Il tendit le poing et leva un doigt à chaque exemple cité :
— Une partie de la production grandvalaise envoyée par Ladislaus, un ravitaillement régulier venu de Sargonne via la Sangterre et du gibier rapporté quotidiennement par nos hommes.
Malgré l'aura de l'assistance et les erreurs qu'il avait commises, il avait gardé une bonne maîtrise de lui-même.
— Lorsque je suis venu à Cubéria, continua-t-il, seule la chasse nous avait été rendue impossible à cause des raids que ces sauvages pouvaient organiser à tout moment. Un peu moins de viande, ça n'était pas si terrible, les choses ont commencé à se compliquer lorsque Ladislaus est parti vous rejoindre. Les envois ont cessé dès son départ. Un sujet sérieux mais pas alarmant, car les techniques agricoles de ce pays sont archaïques, les productions dérisoires et les donations granvalaises étaient plutôt faibles. Nous avions en tout et pour tout perdu un quart de nos ressources à ce moment-là. Je décidais donc d'instaurer une discipline alimentaire, mais quelques jours après seulement, les convois en provenance de Sangterre furent systématiquement attaqués par les tribus qui vivent entre ce fort et Sargonne. J'ai tenté d'envoyer un messager pour vous prévenir de ce changement de situation, mais il n'est apparemment pas arrivé jusqu'à vous.

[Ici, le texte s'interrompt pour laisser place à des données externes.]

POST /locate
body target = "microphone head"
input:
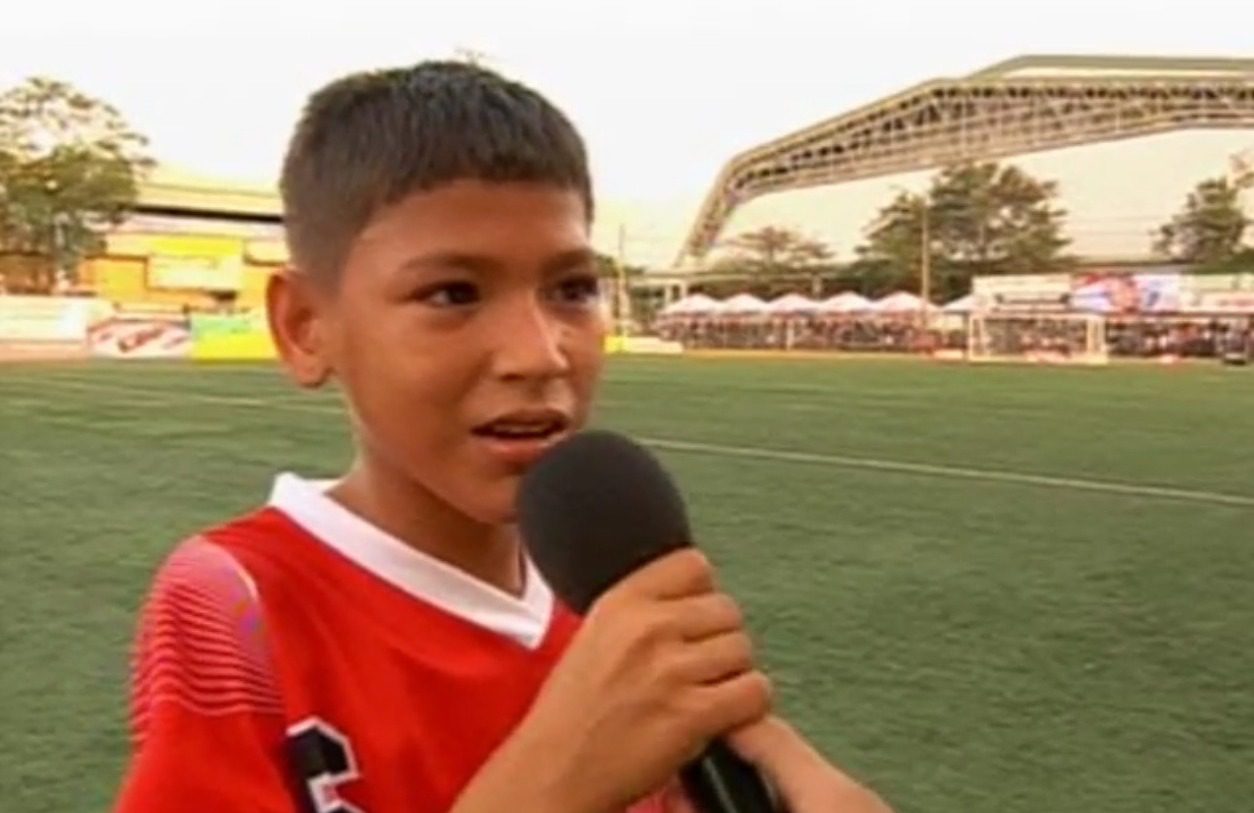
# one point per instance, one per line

Darkolès, le visage appuyé sur son poing, ouvrit subitement la main pour le stopper. Son visage était imperturbable, seul une légère contraction du coin supérieur de la lèvre trahissait que la cohérence ne lui apparaissait pas clairement.
— Les vivres envoyés par Sargonne passaient et maintenant ils ne passent plus ? Comment expliquez vous cela ?
— Et bien, comme vous le savez, les tribus du Grandval sont nombreuses et même si elles se sont coalisées autour d'un roi, elles sont très différentes et ne mènent pas toutes la même politique. Pour simplifier, on peut les répartir culturellement en cinq groupes. Deux au nord, un au sud, un autre qui s'étale du centre jusqu'à l'est et un sur la limite ouest de ce royaume. Au départ, je ne m'étais pas inquiété car un seul des ces groupes éthnique posait des problèmes, celui du centre qui n'a d'ailleurs jamais reconnu la souveraineté de Ladislaus.
— Les autres ont fini par suivre ?
— Non, pas exactement. Le nord et le sud ont respectivement baignés dans les cultures ugre et systagenoise. Les tribus qui y vivent ne posent pas de problèmes, elles sont les plus civilisées et les plus stables. C'est différent pour les tribus de l'ouest. Elles sont les descendantes des Granvalais qui se sont réfugiés dans les collines du Marchemont après y avoir été contraints par la création de l'Othryst et de Sargonne. Ils en ont gardé une peur des mondes civilisés, ça leur a fait ployer le genou face à Ladislaus et je ne me méfiais pas. En réalité, il subsistait toujours en eux la haine. Sauromas nous a tenu en échec, cela a dû leur donner l'idée que nous n'étions pas inébranlables et ils y ont vu un moyen d'obtenir une vengeance longuement ruminée. Notre flanc ouest n'est plus sûr mais il n'ont encore jamais attaqué directement le fort. Je pense qu'ils se méfient toujours de la colère de Sargonne, contrairement aux tribus du centre qui ne nous craignent plus.
— Elles ne vous ont jamais craints, rectifia Noriker. Ces chiennes de tribus sont là depuis plusieurs millénaires. Elles ont châssé le peuple primordiâl. Elles se sont confrontées aux êtres indésirâbles, leur ont résisté et vivent aujourd'hui sur ce qui fut leur royaume. C'est pas Sârgonne et encore moins un Lâdislaus qui vâ les faire trembler.